DSI finds 'clear evidence' of teacher exam cheating

DSI finds 'clear evidence' of teacher exam cheating

The Department of Special Investigation (DSI) says it has found clear evidence of cheating in its preliminary probe into the nationwide assistant-teacher recruitment examination.

Department chief Tarit Pengdith said the Education Ministry will reveal its detailed findings today.

The DSI will recommend the ministry scrap the results of the exams in areas where clear evidence of cheating was found, Mr Tarit said.

The exam was held to recruit 2,000 assistant teachers nationwide.

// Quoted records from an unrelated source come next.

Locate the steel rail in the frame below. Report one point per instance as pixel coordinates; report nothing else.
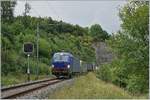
(40, 84)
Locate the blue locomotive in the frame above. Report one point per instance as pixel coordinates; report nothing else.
(65, 64)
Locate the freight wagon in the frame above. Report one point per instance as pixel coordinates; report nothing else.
(65, 64)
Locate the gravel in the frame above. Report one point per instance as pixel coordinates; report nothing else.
(46, 91)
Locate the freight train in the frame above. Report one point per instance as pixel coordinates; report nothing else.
(65, 64)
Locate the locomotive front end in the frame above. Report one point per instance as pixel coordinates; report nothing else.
(60, 64)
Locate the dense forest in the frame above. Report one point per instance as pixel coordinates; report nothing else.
(129, 68)
(54, 36)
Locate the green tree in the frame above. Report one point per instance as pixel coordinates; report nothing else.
(130, 69)
(7, 10)
(98, 33)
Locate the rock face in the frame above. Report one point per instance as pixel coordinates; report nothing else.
(103, 55)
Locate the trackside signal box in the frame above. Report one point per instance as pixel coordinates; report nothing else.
(28, 48)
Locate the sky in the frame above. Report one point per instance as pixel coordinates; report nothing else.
(83, 13)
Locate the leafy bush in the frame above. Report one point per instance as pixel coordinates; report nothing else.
(136, 84)
(104, 73)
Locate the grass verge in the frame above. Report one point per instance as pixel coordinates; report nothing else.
(90, 87)
(20, 78)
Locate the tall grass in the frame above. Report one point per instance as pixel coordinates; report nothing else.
(89, 87)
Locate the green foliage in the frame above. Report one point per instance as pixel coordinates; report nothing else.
(90, 87)
(54, 36)
(7, 10)
(130, 68)
(98, 33)
(104, 73)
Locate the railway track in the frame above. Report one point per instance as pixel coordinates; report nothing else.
(22, 89)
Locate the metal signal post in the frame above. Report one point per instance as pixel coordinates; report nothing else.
(37, 52)
(28, 70)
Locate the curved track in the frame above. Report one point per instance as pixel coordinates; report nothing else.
(18, 90)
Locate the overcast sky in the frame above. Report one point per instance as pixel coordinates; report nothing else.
(83, 13)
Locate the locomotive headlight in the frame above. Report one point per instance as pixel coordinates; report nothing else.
(68, 66)
(52, 66)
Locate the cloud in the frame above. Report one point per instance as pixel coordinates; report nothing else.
(84, 13)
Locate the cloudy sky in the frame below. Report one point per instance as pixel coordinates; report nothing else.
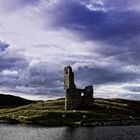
(100, 39)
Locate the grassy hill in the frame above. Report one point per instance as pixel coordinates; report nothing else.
(52, 112)
(13, 101)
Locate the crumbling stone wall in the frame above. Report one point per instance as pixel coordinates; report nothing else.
(76, 98)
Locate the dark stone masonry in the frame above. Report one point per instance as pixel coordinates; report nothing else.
(76, 98)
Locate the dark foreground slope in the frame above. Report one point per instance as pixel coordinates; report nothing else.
(53, 113)
(13, 101)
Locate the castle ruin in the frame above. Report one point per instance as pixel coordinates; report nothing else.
(76, 98)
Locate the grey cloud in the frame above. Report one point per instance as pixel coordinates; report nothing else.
(13, 5)
(3, 46)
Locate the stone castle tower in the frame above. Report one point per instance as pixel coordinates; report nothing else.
(76, 98)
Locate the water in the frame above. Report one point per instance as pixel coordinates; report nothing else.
(20, 132)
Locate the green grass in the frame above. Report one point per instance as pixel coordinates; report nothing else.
(53, 113)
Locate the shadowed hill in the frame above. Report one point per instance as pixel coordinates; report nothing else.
(52, 112)
(13, 101)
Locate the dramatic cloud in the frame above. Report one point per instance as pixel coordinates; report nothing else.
(3, 46)
(9, 6)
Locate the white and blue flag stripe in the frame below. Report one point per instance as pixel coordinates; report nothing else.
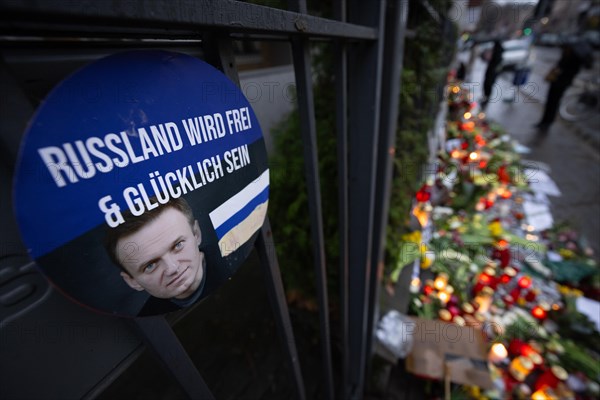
(236, 220)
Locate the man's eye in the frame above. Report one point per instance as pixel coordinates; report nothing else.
(150, 267)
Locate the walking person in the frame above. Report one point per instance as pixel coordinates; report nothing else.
(573, 57)
(492, 71)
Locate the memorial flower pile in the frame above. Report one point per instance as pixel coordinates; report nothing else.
(478, 260)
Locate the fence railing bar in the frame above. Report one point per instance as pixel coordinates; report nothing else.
(341, 89)
(395, 24)
(276, 293)
(144, 16)
(163, 343)
(306, 108)
(364, 89)
(219, 51)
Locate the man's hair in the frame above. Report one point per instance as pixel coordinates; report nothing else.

The DSI would send the results to Deputy Education Minister Sermsak Pongpanit, who could then make them public.

Mr Tarit said the DSI had detected three methods of cheating.

One was to have people pose as applicants and sit the exam so they could leak the answers to real applicants in the same room via hidden electronic devices.

Another was to leak exam papers and answers to applicants ahead of the test, and the third method was to have imposters sit the exams.

Previously, Thanin Prempree, director of the DSI's corruption prevention and suppression centre, said initial findings suggested that cheating in the Jan 13 exam took place in Udon Thani, Yasothon, Chaiyaphum and Khon Kaen.

An in-depth investigation should be carried out after the DSI's special case investigation committee approves a request to treat the exam fraud allegation as a special one, Mr Tarit said.

With that approval, the department can deploy special measures to dig deeper into the allegations, such as the suspects' money trail and how each of them is connected in the alleged cheating network.